Unofficial trade between India and Pakistan is estimated at approximately $2 billion per year. This does not include trade via Dubai in which the products’ port of origin is often relabelled. Better trade relations between the two countries can directly improve the economic and political environment of the whole South Asian region.
While the discussion on normalising economic relations between India and Pakistan has focused on trade liberalisation, the potential for business initiatives extends far beyond trade.
Quantum change will come when investments begin to flow between the two countries. Cross-border investments could result in joint ventures accompanied by an exchange of workers and managers. Bilateral relations could then become literally ‘cemented’, as each country makes capital commitments in the other.
There remains much more that can be done. Efforts can be made to substitute more neutral policies for the current domestic tax, tariff and subsidy policies that distort incentives for production and trade in both countries.
Basic changes that can expedite border crossings, allow more trade through land routes, open new border points for trade and open banking branches in both nations, are long overdue.
In 2006, India and Pakistan outlined potential routes for rail and road transportation between the two countries across the Munabao-Khokrapar border, a new shipping protocol and the deregulation of air services.
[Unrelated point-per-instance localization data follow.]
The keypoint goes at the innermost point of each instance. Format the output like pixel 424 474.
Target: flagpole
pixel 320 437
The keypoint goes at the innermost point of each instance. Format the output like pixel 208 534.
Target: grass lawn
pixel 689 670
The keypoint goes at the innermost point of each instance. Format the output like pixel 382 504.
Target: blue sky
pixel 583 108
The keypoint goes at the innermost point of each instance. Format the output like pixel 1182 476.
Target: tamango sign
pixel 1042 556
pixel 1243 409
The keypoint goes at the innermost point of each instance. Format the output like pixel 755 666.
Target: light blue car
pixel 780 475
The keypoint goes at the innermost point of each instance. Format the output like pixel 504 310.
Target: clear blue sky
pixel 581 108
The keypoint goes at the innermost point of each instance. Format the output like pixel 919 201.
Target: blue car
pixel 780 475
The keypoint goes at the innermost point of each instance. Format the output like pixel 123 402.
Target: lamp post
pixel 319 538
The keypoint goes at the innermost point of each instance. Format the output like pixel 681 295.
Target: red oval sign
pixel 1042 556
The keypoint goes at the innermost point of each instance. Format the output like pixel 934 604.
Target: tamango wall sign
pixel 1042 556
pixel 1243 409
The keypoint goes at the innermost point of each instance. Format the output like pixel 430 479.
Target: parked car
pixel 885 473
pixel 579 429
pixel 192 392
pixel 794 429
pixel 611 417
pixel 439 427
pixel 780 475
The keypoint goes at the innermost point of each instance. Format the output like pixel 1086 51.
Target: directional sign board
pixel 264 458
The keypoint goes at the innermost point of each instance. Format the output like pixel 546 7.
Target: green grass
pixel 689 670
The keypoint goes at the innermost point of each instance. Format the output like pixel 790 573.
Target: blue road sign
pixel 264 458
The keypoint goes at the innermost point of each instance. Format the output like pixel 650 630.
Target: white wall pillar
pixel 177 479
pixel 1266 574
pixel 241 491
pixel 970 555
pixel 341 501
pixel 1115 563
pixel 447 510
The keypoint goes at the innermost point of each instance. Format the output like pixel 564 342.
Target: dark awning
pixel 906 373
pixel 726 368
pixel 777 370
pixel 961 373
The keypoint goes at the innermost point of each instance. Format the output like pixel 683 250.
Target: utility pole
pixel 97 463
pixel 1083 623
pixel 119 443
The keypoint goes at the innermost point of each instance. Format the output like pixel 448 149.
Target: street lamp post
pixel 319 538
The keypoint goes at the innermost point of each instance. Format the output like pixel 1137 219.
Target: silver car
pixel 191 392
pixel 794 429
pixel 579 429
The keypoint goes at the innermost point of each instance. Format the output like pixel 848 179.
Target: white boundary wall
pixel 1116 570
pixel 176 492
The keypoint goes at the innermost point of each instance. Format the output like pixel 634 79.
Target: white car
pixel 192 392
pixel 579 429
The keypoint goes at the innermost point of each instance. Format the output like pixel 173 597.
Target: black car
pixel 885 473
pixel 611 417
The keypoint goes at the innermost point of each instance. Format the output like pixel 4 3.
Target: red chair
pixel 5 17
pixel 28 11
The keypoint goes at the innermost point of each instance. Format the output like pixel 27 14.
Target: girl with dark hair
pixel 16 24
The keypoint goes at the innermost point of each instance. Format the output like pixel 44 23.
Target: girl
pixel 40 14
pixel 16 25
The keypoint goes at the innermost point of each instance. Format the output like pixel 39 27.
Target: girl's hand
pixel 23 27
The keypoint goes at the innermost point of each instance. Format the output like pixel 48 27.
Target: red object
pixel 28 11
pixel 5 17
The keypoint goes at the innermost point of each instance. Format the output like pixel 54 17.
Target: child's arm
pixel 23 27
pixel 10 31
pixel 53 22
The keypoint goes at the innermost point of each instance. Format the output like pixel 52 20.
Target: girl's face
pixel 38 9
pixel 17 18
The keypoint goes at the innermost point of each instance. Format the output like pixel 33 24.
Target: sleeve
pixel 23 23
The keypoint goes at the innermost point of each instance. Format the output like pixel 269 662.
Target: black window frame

We need to implement these suggestions as soon as possible.
India has become a global centre for medical treatment and ‘medical tourism’, which is available to people from all over the world but still inaccessible to Pakistanis.
The long-standing shared cultural ethos between both countries offers other varied opportunities for viable and revenue-generating exchange in the areas of film, entertainment and fashion.
Recently, business, government and non-profit leaders from India and Pakistan met in Dubai under the aegis of the World Economic Forum.
The Global Agenda Councils for India and Pakistan strongly supported increasing trade and investment activities between the two countries and agreed to undertake advocacy initiatives in their respective networks.
A concrete project to strengthen business relationships through an exchange of students and interns has been established as one of our goals.
The Global Agenda Councils have also agreed to garner government support in both India and Pakistan to address the structural issues standing in the way of greater cooperation.
We know the history of mistrust and divisiveness in the subcontinent, but stand firm in our commitment to a peaceful, prosperous, and more equitable future for all our citizens.
Business leaders from both countries have a great opportunity this week to take a small step for bilateral trade that could turn into a giant step for better India-Pakistan relations.
The writers are the chairpersons for the World Economic Forum GAC on Pakistan and India respectively.